Here Titian, the great artist, painted the portrait of the exiled queen that has come down to us. Here she lived for years, sad in her memories of the past, but happy in her helpfulness of others until, on her way to visit her brother Giorgio in Venice, she was stricken with a sudden fever, and died in the palace in which she had played as a child.

With pomp and display, as was the wont of the Great Republic, with a city hung with emblems of mourning, and with the solemn strains of dirge and mass filling the air, out from the great hall of the Palazzo Cornaro, on, across the heavily draped bridge that spanned the Grand Canal from the water-gate of the palace, along the broad piazza crowded with a silent throng, and into the Church of the Holy Apostles, the funeral procession slowly passed. The service closed, and in the great Cornaro tomb in the family chapel, at last was laid to rest the body of one who had enjoyed much but suffered more—the sorrowful Queen of Cyprus, the once bright and beautiful Daughter of the Republic.
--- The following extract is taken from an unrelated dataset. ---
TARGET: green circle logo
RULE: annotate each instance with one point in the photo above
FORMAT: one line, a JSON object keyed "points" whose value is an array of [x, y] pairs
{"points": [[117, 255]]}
Venice to-day is mouldy and wasting. The palace in which Catarina Cornaro spent her girlhood is now a pawnbroker's shop. The last living representative of the haughty house of Lusignan—Kings, in their day, of Cyprus, of Jerusalem, and of Armenia—is said to be a waiter in a French cafe. So royalty withers and power fades. There is no title to nobility save character, and no family pride so unfading as a spotless name. But, though palace and family have both decayed, the beautiful girl who was once the glory of Venice and whom great artists loved to paint, sends us across the ages, in a flash of regal splendor, a lesson of loyalty and helpfulness. This, indeed, will outlive all their queenly titles, and shows her to us as the bright-hearted girl who, in spite of sorrow, of trouble, and of loss, developed into the strong and self-reliant woman.